Existing_Long_Description | New_Label |
---|---|
Edge protector clamping range 1-2 mm length 10 m width 6.5 mm height 9.5 mm blac | Edge protector BLACK RNG 1-2MM L=10M |
Edge protector clamping range 1-2 mm length 10 m width 6.5 mm height 9.5 mm red | Edge protector RED RNG 1-2MM L=10M |
This shortening to the desired format is not a problem. The problem starts when checking uniqueness of "New_label" column. Due to this shortening I might create duplicates:
Existing_Long_Description | New_Label |
---|---|
Draw-in collet chuck ER DIN 69871AD clamping dm 1-10MM SK40 projecting L=1 | Draw-in collet chuck dm 1-10MM |
Draw-in collet chuck ER DIN 69871AD clamping dm 1-10MM SK40 projecting L=6 | Draw-in collet chuck dm 1-10MM |
Draw-in collet chuck ER DIN 69871AD clamping dm 1-10MM SK40 projecting L=8 | Draw-in collet chuck dm 1-10MM |
To solve this I need to add some distinguishing factor to my New_Label column based on the difference in Existing_Long_Description.
The problem is that it might not be between unknown number of articles. I thought about following process:
- Identify the duplicates in Existing_Long_description = if there are duplicates, I will know those cant be solved in New_Label
- Identify the duplicates in New_Label column and if they are not in selection above = I know these can be solved
- For these that can be solved I need to run some distinguisher to find where they differ and extract this difference into other column to elaborate later on what to use to New_label column
Does what I want to do make sense?
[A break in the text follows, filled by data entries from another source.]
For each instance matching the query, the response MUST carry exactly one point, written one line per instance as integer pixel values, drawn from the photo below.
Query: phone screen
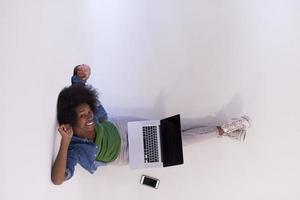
(150, 181)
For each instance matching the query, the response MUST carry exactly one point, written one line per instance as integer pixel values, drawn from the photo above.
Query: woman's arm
(58, 172)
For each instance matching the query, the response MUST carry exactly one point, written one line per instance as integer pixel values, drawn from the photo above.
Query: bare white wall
(208, 60)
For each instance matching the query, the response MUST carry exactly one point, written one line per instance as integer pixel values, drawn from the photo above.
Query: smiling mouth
(90, 123)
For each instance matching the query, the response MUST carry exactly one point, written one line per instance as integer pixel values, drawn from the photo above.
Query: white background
(206, 59)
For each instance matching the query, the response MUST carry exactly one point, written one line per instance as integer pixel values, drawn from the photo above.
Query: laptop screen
(171, 141)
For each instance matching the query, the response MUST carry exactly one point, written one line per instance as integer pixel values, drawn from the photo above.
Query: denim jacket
(81, 150)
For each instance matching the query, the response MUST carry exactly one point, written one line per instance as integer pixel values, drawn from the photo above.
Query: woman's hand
(66, 132)
(83, 71)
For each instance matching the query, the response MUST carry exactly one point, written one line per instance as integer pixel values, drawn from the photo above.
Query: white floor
(208, 60)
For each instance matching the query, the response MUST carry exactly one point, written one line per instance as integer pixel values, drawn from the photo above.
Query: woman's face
(85, 121)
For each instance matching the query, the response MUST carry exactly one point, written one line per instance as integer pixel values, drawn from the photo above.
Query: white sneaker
(237, 124)
(239, 135)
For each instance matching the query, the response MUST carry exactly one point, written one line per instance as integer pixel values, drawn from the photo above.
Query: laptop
(155, 143)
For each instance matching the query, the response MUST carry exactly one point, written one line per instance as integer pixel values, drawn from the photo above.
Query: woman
(92, 140)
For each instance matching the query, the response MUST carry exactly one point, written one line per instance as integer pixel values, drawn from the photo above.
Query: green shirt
(109, 141)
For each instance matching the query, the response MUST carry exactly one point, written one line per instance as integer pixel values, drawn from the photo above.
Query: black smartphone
(149, 181)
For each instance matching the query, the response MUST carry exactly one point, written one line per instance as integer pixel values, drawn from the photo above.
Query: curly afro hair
(70, 97)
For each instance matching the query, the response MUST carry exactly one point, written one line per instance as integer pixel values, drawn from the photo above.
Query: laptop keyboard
(150, 144)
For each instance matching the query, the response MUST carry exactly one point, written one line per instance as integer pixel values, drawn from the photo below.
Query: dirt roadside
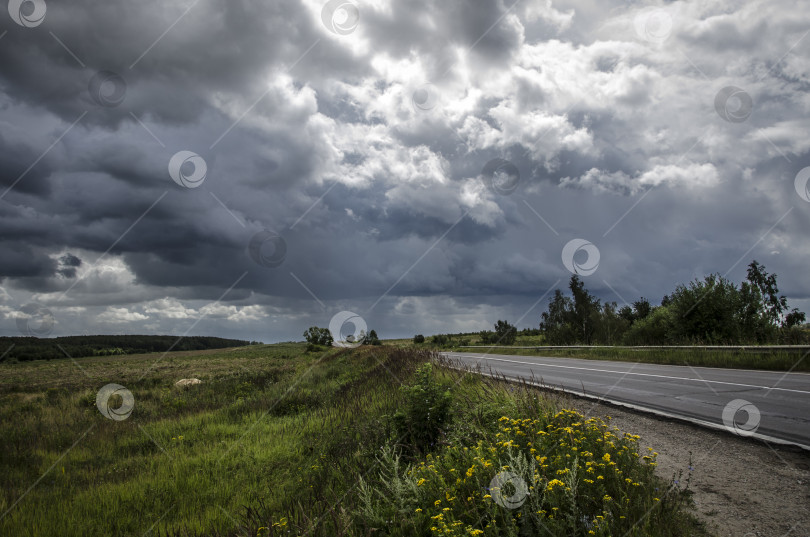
(742, 487)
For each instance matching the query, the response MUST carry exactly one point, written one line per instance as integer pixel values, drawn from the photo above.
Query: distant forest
(708, 311)
(32, 348)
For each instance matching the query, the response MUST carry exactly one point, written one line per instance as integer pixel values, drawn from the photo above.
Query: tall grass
(276, 441)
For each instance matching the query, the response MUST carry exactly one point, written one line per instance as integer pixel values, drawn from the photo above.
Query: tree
(318, 336)
(641, 309)
(505, 333)
(585, 311)
(556, 322)
(371, 339)
(706, 311)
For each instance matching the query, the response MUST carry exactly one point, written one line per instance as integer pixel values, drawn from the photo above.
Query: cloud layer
(351, 145)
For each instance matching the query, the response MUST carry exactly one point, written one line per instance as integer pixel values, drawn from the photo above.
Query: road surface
(769, 405)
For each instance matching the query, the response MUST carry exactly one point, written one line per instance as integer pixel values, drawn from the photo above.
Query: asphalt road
(771, 406)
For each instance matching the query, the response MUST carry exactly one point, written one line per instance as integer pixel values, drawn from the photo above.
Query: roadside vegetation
(376, 440)
(712, 311)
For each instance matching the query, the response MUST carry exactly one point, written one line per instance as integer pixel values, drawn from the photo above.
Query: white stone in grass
(185, 383)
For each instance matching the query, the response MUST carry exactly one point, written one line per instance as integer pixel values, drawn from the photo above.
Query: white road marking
(628, 373)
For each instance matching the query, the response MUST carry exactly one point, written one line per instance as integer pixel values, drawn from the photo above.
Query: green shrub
(425, 412)
(557, 475)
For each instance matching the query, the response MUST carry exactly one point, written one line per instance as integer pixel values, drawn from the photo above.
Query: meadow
(282, 440)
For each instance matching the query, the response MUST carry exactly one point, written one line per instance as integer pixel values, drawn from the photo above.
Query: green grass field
(279, 441)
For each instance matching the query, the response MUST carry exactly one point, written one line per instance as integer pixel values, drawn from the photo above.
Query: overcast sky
(250, 169)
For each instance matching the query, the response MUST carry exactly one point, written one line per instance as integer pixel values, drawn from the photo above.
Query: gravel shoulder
(742, 487)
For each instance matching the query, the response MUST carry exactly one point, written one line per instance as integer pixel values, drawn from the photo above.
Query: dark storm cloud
(379, 195)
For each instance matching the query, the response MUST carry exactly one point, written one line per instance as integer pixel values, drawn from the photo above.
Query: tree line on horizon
(713, 311)
(708, 311)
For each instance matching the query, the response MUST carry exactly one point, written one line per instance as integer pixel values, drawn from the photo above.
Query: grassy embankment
(276, 440)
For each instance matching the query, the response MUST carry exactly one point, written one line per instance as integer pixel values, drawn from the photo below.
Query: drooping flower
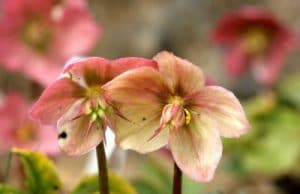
(254, 39)
(37, 37)
(173, 107)
(76, 103)
(19, 130)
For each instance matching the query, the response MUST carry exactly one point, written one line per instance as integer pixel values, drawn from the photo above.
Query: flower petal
(56, 100)
(229, 27)
(78, 136)
(267, 70)
(182, 76)
(223, 108)
(236, 60)
(94, 70)
(142, 85)
(196, 149)
(124, 64)
(77, 32)
(138, 95)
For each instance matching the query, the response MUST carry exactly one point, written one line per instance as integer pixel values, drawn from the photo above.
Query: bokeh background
(265, 161)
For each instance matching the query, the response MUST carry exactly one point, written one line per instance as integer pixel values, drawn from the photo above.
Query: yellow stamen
(188, 116)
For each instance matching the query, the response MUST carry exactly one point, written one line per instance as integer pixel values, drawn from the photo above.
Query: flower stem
(177, 180)
(103, 173)
(7, 167)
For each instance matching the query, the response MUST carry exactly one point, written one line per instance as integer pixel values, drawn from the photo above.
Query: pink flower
(76, 102)
(173, 107)
(37, 37)
(254, 39)
(19, 130)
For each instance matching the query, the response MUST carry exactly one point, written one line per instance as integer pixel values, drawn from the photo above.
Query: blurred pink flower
(173, 106)
(38, 36)
(254, 39)
(76, 103)
(19, 130)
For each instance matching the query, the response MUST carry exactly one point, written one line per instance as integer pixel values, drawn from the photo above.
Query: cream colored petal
(182, 76)
(196, 149)
(135, 134)
(143, 85)
(223, 108)
(139, 96)
(76, 135)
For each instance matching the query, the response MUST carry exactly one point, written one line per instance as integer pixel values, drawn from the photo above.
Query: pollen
(94, 91)
(188, 116)
(176, 100)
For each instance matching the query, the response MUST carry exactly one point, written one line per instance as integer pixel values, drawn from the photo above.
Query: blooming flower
(19, 130)
(76, 102)
(37, 37)
(173, 107)
(254, 38)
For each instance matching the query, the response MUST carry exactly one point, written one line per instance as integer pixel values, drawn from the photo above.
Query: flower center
(175, 114)
(37, 35)
(97, 110)
(176, 100)
(26, 133)
(255, 40)
(93, 92)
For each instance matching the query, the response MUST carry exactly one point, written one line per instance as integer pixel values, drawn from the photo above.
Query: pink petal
(142, 85)
(138, 95)
(221, 106)
(47, 140)
(182, 76)
(236, 61)
(124, 64)
(56, 100)
(76, 32)
(267, 70)
(196, 149)
(231, 24)
(78, 136)
(94, 70)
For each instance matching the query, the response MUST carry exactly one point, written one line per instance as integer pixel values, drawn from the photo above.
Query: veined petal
(196, 149)
(56, 99)
(121, 65)
(182, 76)
(142, 85)
(223, 108)
(92, 69)
(78, 135)
(138, 95)
(135, 134)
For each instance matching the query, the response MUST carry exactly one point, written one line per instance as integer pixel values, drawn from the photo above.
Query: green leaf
(289, 90)
(40, 172)
(261, 104)
(275, 147)
(6, 189)
(117, 185)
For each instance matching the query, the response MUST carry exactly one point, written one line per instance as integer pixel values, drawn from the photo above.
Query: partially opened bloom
(19, 130)
(254, 39)
(38, 36)
(76, 103)
(173, 107)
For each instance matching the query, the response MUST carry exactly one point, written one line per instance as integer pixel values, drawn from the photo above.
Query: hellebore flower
(19, 130)
(37, 37)
(76, 103)
(173, 107)
(254, 39)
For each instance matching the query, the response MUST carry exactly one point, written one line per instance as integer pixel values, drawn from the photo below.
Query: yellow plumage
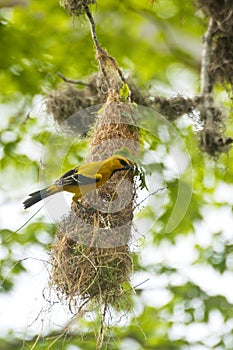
(82, 179)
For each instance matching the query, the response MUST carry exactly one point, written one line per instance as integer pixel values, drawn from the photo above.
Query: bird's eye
(123, 162)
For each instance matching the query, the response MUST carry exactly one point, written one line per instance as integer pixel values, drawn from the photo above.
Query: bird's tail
(39, 195)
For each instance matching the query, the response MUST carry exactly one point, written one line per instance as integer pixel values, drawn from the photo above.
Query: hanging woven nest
(91, 258)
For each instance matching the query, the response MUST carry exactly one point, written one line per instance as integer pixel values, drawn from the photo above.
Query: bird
(82, 179)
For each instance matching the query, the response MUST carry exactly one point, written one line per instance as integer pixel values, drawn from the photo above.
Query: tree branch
(206, 86)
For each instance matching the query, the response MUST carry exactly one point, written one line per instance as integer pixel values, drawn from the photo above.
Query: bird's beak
(129, 167)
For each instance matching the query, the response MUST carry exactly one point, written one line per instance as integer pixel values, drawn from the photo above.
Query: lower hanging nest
(91, 259)
(90, 272)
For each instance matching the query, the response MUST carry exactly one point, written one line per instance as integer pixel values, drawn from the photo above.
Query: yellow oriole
(82, 179)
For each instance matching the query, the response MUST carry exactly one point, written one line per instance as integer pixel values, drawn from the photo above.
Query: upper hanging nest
(76, 7)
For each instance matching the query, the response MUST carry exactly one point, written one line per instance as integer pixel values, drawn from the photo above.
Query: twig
(206, 86)
(100, 339)
(101, 53)
(99, 49)
(71, 81)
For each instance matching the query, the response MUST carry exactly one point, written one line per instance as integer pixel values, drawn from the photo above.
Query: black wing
(73, 178)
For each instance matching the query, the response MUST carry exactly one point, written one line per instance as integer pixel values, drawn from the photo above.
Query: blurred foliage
(158, 44)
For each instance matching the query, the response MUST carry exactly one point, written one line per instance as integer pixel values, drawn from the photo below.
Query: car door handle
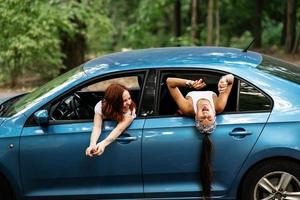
(240, 132)
(126, 139)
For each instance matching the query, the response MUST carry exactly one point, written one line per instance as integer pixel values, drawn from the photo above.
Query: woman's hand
(222, 85)
(197, 84)
(224, 82)
(100, 147)
(90, 151)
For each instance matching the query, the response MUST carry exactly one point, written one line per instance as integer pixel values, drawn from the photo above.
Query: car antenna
(245, 50)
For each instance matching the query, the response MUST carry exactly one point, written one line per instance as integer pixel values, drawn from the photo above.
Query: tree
(30, 40)
(209, 37)
(257, 26)
(290, 25)
(195, 33)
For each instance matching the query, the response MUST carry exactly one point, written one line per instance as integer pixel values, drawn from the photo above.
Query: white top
(196, 95)
(98, 110)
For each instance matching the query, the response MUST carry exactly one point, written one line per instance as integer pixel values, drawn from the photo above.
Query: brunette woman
(203, 105)
(116, 105)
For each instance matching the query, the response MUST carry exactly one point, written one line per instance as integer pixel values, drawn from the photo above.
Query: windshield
(280, 68)
(43, 91)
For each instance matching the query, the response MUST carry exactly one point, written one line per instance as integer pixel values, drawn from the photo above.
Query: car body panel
(94, 176)
(163, 161)
(171, 153)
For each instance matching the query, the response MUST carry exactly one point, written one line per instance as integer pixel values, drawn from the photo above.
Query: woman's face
(205, 113)
(126, 100)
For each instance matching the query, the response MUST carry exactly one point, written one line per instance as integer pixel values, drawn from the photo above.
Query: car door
(172, 146)
(52, 158)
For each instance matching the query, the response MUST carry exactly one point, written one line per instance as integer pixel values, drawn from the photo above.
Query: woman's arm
(121, 126)
(224, 86)
(95, 135)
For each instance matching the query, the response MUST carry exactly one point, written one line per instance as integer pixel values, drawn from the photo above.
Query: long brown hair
(112, 104)
(206, 168)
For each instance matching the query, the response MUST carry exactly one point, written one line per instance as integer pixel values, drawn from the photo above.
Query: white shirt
(196, 95)
(98, 110)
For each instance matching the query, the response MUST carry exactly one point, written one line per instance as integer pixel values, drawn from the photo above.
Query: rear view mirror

As I am doing it for the first time I am wondering - is there any way of working that you recommend me?
I read some articles like this: Find the similarity metric between two strings or elsewhere in stackoverflow I read about this: https://docs.python.org/3/library/difflib.html That I am planning to use but still it feels rather ineffective to me and maybe here is someone who can help me.
Thanks!